– Ободранные такие, жалкие, – рассказывала она. – Стали открывать дверь, а замок уже другой. Пытаются вставить ключ в скважину и не могут. Тетка говорит: «Витя, Витя, ну что у тебя всегда не получается?» А он: «Та щас, Муся, щас получится, потерпи».
– Ну и чем дело кончилось? – спросил я.
– Мама вышла к ним и объяснила, что они теперь живут в другом месте. Дала им два рубля на такси. Они, наверное, за всю жизнь на такси не ездили.
– Поменялась бы с ними назад? – спросил я.

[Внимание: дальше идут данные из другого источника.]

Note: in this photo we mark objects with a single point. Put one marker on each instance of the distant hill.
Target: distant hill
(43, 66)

Она покачала головой отрицательно, не отрывая при этом от меня взгляда, словно не желая пропустить моей реакции на свой ответ. Такая искренность предполагала осуждение. Но как я мог ее осуждать? Всем хотелось жить лучше, но лучше получалось только за чужой счет. Всего было так мало, что, на что бы ты ни претендовал, ты должен был кого-то лишить того же. Если это была квартира, то квартиры; если кусок мяса, то куска мяса. Отказ от борьбы или отказ от плодов чьей-то борьбы в твою пользу мог быть истолкован как проявление идиотизма. Или святости. Но на пути к святости стоял обычный инстинкт самосохранения. Кого можно было осуждать за проявления этого инстинкта в моей стране?
Глава 11
Михаил Михайлович Жукевич был мужчиной крупным, с выдающимися чертами лица и роскошными седыми волосами. Он зачесывал свою шевелюру назад, благодаря чему выглядел как впередсмотрящий на мостике корабля, несущегося на всех парах в светлое будущее. И поседел он именно от сознания ответственности своей исторической миссии и тревожного предчувствия возможных препятствий со стороны недремлющего врага, которые надо будет успешно устранить. Пусть даже с риском для жизни. Пусть даже не одной, а, скажем, пары десятков миллионов. Светлое будущее того стоило.
Каждая черточка внешности Михаил Михайловича говорила: я – начальник! Такой просто не имел морального права махать киркой или, например, толкать тачку на строительстве светлого будущего. Даже если бы его построение зависело от последнего физического усилия одного-единственного человека и у партии больше не осталось ни одного верного ей сына, кроме Михаила Михайловича, то все равно целесообразней было бы дать кому-то поневзрачней двойную нагрузку, но Михаила Михайловича поберечь для командной роли.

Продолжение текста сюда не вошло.